There were basically two ways of keeping up: buying goods in bulk or buying US dollars, because either of those would hold their value better than your original pay packet.

Now Argentina has a cost-of-living problem again, with annual inflation at 115%. This has led to an astonishing rise in the number of people living in poverty, from about a quarter of the population in 2017 to more than 40% now.

You might think that no self-respecting government would want this state of affairs to go on for ever. And you'd be right.

There have been various attempts to restore Argentina's confidence in its currency - either by shoring up its value or merely choking off the supply of dollars. But they have all, ultimately, failed.

The most ambitious effort was the so-called Convertibility Plan launched in 1991. This pegged the peso's value at one-to-one with the dollar.

Previous governments had fuelled inflation by printing money. But this time, it was decreed that every peso issued would be backed by one dollar in the central bank's vaults.

The idea was that by telling people they could swap their pesos for dollars at any time, they would eventually decide that they had no need to.

And for a time, it did the job. But it had other side effects which eventually led to a catastrophic economic meltdown in 2001-02.

Argentina had basically outsourced its economic policy to Washington, by locking itself into a currency regime that gave it no flexibility.

Without going into too much detail, Argentina had also let its public debt get out of control. At the same time, the link to the dollar meant that it suffered from the ups and downs of the US economy.

Image source, AFP

Image caption,

Argentina's World Cup success contrasted with exchange rate woes

In the two decades since that crisis, Argentina has basically muddled through under left-wing protectionist governments.

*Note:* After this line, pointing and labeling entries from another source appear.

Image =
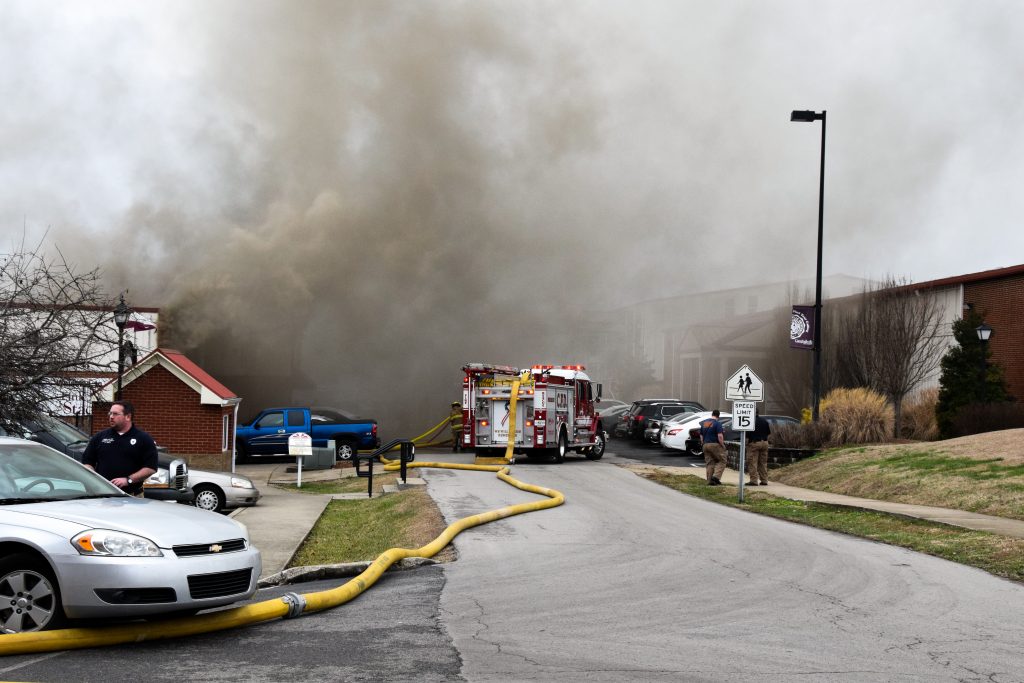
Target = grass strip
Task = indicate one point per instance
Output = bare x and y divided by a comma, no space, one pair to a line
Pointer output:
1001,556
343,485
361,529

Their solution to the peso's credibility problem has been simply to make it harder to buy dollars.

There are now as many as a dozen different exchange rates, depending on who wants to access the US currency and why.

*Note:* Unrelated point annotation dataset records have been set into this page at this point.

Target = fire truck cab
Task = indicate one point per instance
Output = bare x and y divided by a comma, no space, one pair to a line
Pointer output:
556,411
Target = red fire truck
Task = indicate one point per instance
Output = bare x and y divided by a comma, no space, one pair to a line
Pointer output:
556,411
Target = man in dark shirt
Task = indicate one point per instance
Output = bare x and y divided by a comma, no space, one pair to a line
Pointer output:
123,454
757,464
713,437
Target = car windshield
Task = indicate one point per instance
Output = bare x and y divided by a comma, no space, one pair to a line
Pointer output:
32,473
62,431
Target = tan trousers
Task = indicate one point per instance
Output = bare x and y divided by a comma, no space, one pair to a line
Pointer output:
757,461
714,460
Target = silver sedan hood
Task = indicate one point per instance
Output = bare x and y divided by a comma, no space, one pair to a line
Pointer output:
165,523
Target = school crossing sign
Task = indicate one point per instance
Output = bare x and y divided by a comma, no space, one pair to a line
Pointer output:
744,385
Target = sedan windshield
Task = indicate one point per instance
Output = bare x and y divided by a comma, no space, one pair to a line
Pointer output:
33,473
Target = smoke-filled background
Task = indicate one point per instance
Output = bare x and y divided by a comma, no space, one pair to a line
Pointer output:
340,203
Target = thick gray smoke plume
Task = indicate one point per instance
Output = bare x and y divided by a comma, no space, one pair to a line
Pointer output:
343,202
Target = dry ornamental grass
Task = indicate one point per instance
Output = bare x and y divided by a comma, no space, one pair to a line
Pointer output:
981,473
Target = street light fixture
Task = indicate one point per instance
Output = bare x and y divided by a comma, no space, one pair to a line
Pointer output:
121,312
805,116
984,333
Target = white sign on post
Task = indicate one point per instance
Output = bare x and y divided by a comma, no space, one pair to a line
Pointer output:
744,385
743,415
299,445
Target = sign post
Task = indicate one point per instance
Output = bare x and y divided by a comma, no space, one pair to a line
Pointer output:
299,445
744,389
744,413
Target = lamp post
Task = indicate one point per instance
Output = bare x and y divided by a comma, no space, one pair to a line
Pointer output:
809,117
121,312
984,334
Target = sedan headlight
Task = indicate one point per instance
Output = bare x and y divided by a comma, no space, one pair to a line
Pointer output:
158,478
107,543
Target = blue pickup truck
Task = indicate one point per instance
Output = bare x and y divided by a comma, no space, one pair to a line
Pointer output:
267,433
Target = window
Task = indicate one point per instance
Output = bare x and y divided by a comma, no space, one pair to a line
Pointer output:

For the official rate, you need 287 pesos to buy a dollar, but you can only buy $200 a month and you have to pay punitive taxes on the transaction.

After that, it gets increasingly bizarre. There is the Coldplay dollar rate (374 pesos to the dollar), especially created for foreign rock bands visiting the country.

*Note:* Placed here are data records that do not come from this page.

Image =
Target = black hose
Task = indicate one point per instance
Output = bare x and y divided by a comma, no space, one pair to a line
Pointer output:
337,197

And there is the Malbec rate (340 to the dollar), designed to boost exports of wine and other agricultural produce.

And yet the public's hunger for dollars continues, while everyone from taxi drivers to restaurateurs happily accepts the greenback as payment for goods and services.

It all makes dollarisation look desirable, maybe even inevitable. But it didn't have to be that way. Argentina's powerful neighbour and rival, Brazil, faced a lot of the same problems and yet chose a different path.

Brazil took a leaf out of Argentina's book in 1993 when it launched the Real Plan, pegging its own currency to the dollar.

But showing the eternal Brazilian ability to bend the rules, they gave themselves some wiggle-room, allowing the real's value to fluctuate, within limits, against the dollar.

Other economic and cultural factors helped Brazil, so it never developed the same distrust of banks and desire for the dollar.

In Brazil, no shopkeeper or snack bar owner will accept dollars as payment, no matter how much you plead. (I should know - I once tried it as a last resort when trying to pay for a meal in São Paulo because the restaurant's credit card machine had broken down. The stony-faced proprietor forced me to phone a friend to come and bail me out.)

Nowadays, both countries are far from the 1:1 exchange rate they adopted in the 1990s. But it takes just under five reais to buy a dollar in Brazil nowadays, whereas in Argentina - well, take your pick.

Dollarisation for Argentina? It certainly wouldn't be the first South American country to do it - Ecuador got there in 2000 and pushed down inflation as a result.

And it might be easier to achieve than the idea recently mooted by the Argentine and Brazilian presidents - a common currency for the two countries, possibly to be called the "sur" or even the "gaucho".